Here's the Miss Alabama in question, Katherine Webb, at the game:
And here's Musburger's reaction:
Or something like that.
In the first wave of online commentary, people said that Musburger's comments were somehow beyond the pale. ESPN even felt the need to apologize for the fact that Musburger is 73 years old and still has the temerity to point out that a 23-year-old girlfriend of a college quarterback is attractive.
That seems to be the template that the culture wants to fit around interactions like this between men and women: Men are creepy and lecherous, and they can barely constrain themselves from taking unfair advantage of women at every turn. If Musburger had been just a little younger, he probably would've leapt from the press box onto Webb and started licking her face while other men in the crowd cheered him on. And it's up to vigilant warriors of virtue like the ESPN PR department (Ha!) to issue the proper apologies and keep men's baser instincts in line.
Well, if anyone is interested in saving women like Katherine Webb from weird, leering older men, they first need to get them out of the Miss USA pageant, which is run by Donald Trump, the poster boy for weird, leering older guys. For that matter, get them out of all beauty pageants. And then get them out of magazines like Maxim and the Sports Illustrated swimsuit issue, which cater exclusively to the leering market. For good measure, we could just eliminate the whole modeling field.

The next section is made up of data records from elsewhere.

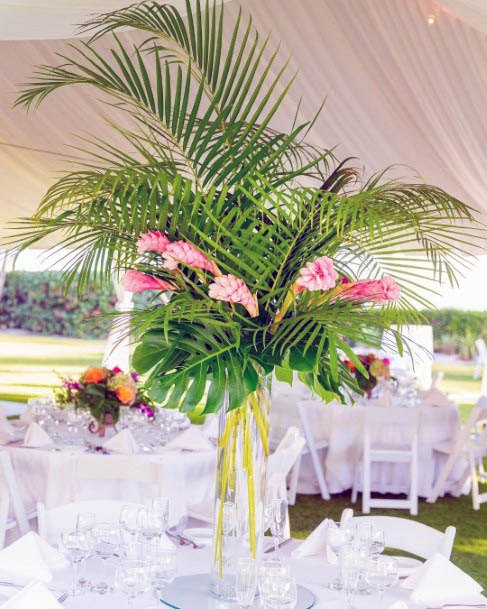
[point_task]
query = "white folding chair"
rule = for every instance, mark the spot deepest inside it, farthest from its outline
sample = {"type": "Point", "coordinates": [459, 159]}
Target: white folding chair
{"type": "Point", "coordinates": [116, 467]}
{"type": "Point", "coordinates": [311, 448]}
{"type": "Point", "coordinates": [11, 496]}
{"type": "Point", "coordinates": [389, 422]}
{"type": "Point", "coordinates": [52, 521]}
{"type": "Point", "coordinates": [466, 445]}
{"type": "Point", "coordinates": [411, 536]}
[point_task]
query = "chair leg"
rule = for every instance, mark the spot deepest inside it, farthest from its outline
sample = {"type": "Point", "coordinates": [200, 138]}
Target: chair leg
{"type": "Point", "coordinates": [293, 483]}
{"type": "Point", "coordinates": [474, 481]}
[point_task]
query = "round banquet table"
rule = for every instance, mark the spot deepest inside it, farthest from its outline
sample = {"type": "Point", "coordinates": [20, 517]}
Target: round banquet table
{"type": "Point", "coordinates": [342, 427]}
{"type": "Point", "coordinates": [44, 475]}
{"type": "Point", "coordinates": [313, 572]}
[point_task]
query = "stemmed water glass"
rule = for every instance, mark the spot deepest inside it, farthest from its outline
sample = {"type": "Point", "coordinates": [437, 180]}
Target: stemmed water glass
{"type": "Point", "coordinates": [278, 515]}
{"type": "Point", "coordinates": [76, 547]}
{"type": "Point", "coordinates": [132, 578]}
{"type": "Point", "coordinates": [382, 573]}
{"type": "Point", "coordinates": [246, 582]}
{"type": "Point", "coordinates": [162, 565]}
{"type": "Point", "coordinates": [350, 564]}
{"type": "Point", "coordinates": [107, 542]}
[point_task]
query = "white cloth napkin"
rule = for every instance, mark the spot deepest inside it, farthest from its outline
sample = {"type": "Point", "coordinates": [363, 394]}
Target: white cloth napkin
{"type": "Point", "coordinates": [123, 443]}
{"type": "Point", "coordinates": [434, 397]}
{"type": "Point", "coordinates": [34, 595]}
{"type": "Point", "coordinates": [191, 439]}
{"type": "Point", "coordinates": [439, 582]}
{"type": "Point", "coordinates": [30, 558]}
{"type": "Point", "coordinates": [7, 432]}
{"type": "Point", "coordinates": [36, 436]}
{"type": "Point", "coordinates": [316, 543]}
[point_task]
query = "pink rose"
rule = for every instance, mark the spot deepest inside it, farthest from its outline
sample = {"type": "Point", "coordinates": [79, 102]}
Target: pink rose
{"type": "Point", "coordinates": [317, 275]}
{"type": "Point", "coordinates": [135, 281]}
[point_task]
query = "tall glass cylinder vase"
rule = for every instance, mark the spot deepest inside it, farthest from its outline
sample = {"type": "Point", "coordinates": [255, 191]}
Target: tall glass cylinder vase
{"type": "Point", "coordinates": [240, 487]}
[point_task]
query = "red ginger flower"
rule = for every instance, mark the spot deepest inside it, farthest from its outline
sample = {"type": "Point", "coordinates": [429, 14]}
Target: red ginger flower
{"type": "Point", "coordinates": [183, 252]}
{"type": "Point", "coordinates": [135, 281]}
{"type": "Point", "coordinates": [232, 289]}
{"type": "Point", "coordinates": [153, 241]}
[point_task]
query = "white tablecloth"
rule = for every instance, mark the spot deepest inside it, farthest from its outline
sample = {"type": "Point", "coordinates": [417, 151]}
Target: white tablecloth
{"type": "Point", "coordinates": [313, 573]}
{"type": "Point", "coordinates": [44, 474]}
{"type": "Point", "coordinates": [342, 427]}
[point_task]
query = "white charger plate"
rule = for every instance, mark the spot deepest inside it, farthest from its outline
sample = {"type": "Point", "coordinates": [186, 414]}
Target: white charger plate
{"type": "Point", "coordinates": [193, 591]}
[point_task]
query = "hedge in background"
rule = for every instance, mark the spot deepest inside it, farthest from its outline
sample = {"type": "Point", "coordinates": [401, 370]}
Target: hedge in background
{"type": "Point", "coordinates": [36, 302]}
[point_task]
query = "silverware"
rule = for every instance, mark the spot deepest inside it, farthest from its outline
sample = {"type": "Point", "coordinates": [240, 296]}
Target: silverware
{"type": "Point", "coordinates": [283, 543]}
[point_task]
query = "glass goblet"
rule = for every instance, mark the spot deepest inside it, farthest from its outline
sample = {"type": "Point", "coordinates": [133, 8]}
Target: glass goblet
{"type": "Point", "coordinates": [76, 547]}
{"type": "Point", "coordinates": [132, 578]}
{"type": "Point", "coordinates": [246, 582]}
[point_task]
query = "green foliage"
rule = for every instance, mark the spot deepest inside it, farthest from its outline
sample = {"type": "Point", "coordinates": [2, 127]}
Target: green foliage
{"type": "Point", "coordinates": [38, 302]}
{"type": "Point", "coordinates": [202, 163]}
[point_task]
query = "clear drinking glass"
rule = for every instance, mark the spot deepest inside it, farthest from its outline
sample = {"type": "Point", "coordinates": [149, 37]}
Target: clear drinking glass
{"type": "Point", "coordinates": [382, 573]}
{"type": "Point", "coordinates": [107, 543]}
{"type": "Point", "coordinates": [132, 578]}
{"type": "Point", "coordinates": [246, 582]}
{"type": "Point", "coordinates": [350, 564]}
{"type": "Point", "coordinates": [162, 566]}
{"type": "Point", "coordinates": [76, 547]}
{"type": "Point", "coordinates": [278, 590]}
{"type": "Point", "coordinates": [278, 515]}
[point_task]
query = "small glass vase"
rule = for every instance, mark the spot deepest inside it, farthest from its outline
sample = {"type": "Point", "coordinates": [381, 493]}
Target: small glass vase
{"type": "Point", "coordinates": [240, 488]}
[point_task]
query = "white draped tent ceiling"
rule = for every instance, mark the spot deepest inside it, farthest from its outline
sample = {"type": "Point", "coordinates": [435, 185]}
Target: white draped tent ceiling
{"type": "Point", "coordinates": [398, 89]}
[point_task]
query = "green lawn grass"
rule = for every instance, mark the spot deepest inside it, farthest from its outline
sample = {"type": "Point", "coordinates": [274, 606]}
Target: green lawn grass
{"type": "Point", "coordinates": [28, 367]}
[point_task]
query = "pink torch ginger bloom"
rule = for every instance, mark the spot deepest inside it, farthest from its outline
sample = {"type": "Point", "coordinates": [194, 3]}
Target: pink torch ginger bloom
{"type": "Point", "coordinates": [153, 241]}
{"type": "Point", "coordinates": [372, 290]}
{"type": "Point", "coordinates": [135, 281]}
{"type": "Point", "coordinates": [182, 252]}
{"type": "Point", "coordinates": [317, 275]}
{"type": "Point", "coordinates": [232, 289]}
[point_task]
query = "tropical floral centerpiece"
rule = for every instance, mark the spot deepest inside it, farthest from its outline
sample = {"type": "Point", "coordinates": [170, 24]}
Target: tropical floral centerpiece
{"type": "Point", "coordinates": [104, 392]}
{"type": "Point", "coordinates": [266, 254]}
{"type": "Point", "coordinates": [376, 369]}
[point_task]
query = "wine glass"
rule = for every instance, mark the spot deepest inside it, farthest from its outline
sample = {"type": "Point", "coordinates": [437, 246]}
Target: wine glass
{"type": "Point", "coordinates": [278, 516]}
{"type": "Point", "coordinates": [85, 521]}
{"type": "Point", "coordinates": [350, 564]}
{"type": "Point", "coordinates": [278, 590]}
{"type": "Point", "coordinates": [132, 578]}
{"type": "Point", "coordinates": [246, 582]}
{"type": "Point", "coordinates": [382, 573]}
{"type": "Point", "coordinates": [162, 565]}
{"type": "Point", "coordinates": [378, 542]}
{"type": "Point", "coordinates": [107, 542]}
{"type": "Point", "coordinates": [76, 547]}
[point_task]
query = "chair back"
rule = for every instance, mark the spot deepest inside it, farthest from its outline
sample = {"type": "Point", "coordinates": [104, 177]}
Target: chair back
{"type": "Point", "coordinates": [54, 520]}
{"type": "Point", "coordinates": [411, 536]}
{"type": "Point", "coordinates": [120, 468]}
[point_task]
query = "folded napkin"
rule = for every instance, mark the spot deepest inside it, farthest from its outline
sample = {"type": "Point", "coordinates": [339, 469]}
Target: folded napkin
{"type": "Point", "coordinates": [123, 443]}
{"type": "Point", "coordinates": [316, 543]}
{"type": "Point", "coordinates": [36, 436]}
{"type": "Point", "coordinates": [34, 595]}
{"type": "Point", "coordinates": [7, 432]}
{"type": "Point", "coordinates": [191, 439]}
{"type": "Point", "coordinates": [439, 582]}
{"type": "Point", "coordinates": [434, 397]}
{"type": "Point", "coordinates": [30, 558]}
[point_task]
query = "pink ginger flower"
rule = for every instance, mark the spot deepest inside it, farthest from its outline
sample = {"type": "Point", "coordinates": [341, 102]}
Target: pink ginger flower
{"type": "Point", "coordinates": [135, 281]}
{"type": "Point", "coordinates": [153, 241]}
{"type": "Point", "coordinates": [232, 289]}
{"type": "Point", "coordinates": [183, 252]}
{"type": "Point", "coordinates": [317, 275]}
{"type": "Point", "coordinates": [371, 290]}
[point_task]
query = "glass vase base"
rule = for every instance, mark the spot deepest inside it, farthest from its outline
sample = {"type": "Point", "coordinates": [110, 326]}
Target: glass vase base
{"type": "Point", "coordinates": [191, 591]}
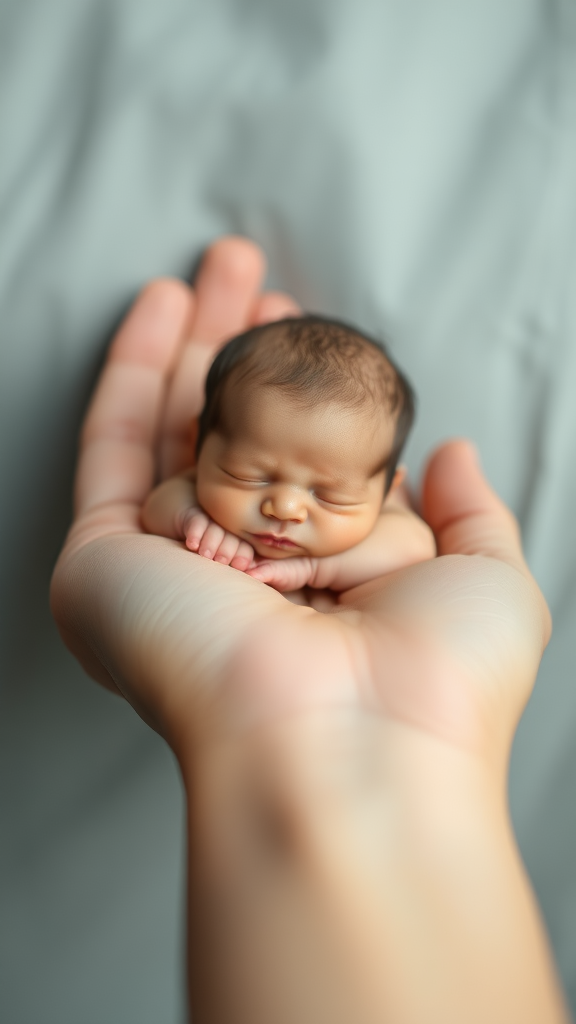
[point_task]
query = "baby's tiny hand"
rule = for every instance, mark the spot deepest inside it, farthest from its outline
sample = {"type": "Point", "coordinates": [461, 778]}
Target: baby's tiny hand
{"type": "Point", "coordinates": [285, 573]}
{"type": "Point", "coordinates": [204, 537]}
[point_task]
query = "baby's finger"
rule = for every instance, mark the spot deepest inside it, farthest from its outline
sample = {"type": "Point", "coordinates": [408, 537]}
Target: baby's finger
{"type": "Point", "coordinates": [227, 289]}
{"type": "Point", "coordinates": [195, 525]}
{"type": "Point", "coordinates": [211, 541]}
{"type": "Point", "coordinates": [228, 549]}
{"type": "Point", "coordinates": [243, 556]}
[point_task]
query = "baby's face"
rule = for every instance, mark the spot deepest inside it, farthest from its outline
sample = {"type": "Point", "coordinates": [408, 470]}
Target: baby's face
{"type": "Point", "coordinates": [292, 480]}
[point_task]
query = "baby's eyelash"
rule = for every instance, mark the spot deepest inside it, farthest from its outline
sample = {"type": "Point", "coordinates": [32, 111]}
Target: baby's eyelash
{"type": "Point", "coordinates": [242, 479]}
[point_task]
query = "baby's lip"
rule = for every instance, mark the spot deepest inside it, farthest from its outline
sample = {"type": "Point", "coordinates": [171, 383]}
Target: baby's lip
{"type": "Point", "coordinates": [275, 541]}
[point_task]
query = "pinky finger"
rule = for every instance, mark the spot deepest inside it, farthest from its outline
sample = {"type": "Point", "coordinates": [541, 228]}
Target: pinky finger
{"type": "Point", "coordinates": [243, 556]}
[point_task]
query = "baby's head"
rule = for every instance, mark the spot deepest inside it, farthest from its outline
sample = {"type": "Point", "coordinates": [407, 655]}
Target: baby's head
{"type": "Point", "coordinates": [299, 437]}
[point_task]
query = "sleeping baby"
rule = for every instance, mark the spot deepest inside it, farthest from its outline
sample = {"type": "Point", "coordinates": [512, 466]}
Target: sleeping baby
{"type": "Point", "coordinates": [296, 479]}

But to her everlasting credit, Webb said that an apology wasn't necessary:
"I think the media has been really unfair to him," Webb said on NBC's morning show. "If he would have said something along the line of that we were hot or sexy or made any derogatory statements like that, I think that would have been a little bit different. The fact that he said we were beautiful and gorgeous, I don't see why any woman wouldn't be flattered by that."Well, heavens to Betsy, it almost sounds like she took it as a compliment. An older man said she was attractive, and that younger men should strive to win the attention of women like her ("If you're in Alabama, get out there and start throwing that football around!"), and she took it as a compliment. What kind of a crazy, upside-down world is this chick living in?
That video clip above is from a cartoon called Red Hot Riding Hood, made in 1943. That's right, it's seventy years old. And I daresay that was a simpler time. It was a time when hooting at good-looking women was considered harmless and (in the extreme cases where your eyes bug out) humorous good fun, rather than the aggressive lechery of would-be rapists.
Comparing that time to this, it certainly seems like women were treated better in times when reactions like Musburger's were more acceptable. Y'know? When guys could wolf-whistle and hubba-hubba without getting maced or sued... when women didn't bow up like a cornered mongoose whenever a co-worker noticed they did something nice with their hair... it just seems like male-female relations in general had more respect and dignity.
I know feminists will dispute this to the death and say that the state of sexual politics is light-years better now than it was in 1943. But I know that if I could trade sexting and booty calls and Lady Gaga's meat bikini for a few wolf whistles, I would take that deal. And I bet that a lot of women would take that deal too.
Coming from the Christian perspective as I do, I have to address the question, "Am I in fact endorsing the ogling of women?" Yes, yes I am.
Men aren't supposed to look at women with lust in their hearts. But admiring a woman's beauty is different from lusting after her (unless you're a wolf in a tuxedo, in which case the moral guidelines are kind of blurred). If a man can't look at a pretty woman without lusting after her, then he has problems that can't be solved by not looking at her or by pretending not to notice her beauty. Burkas don't stop lust any more than putting a towel over my head and crying when the news is on stops Obama from being president.
The truth is that women are beautiful, and that men will notice. It's hard to buy into any system, religious or political, that tries to deny what is obviously true.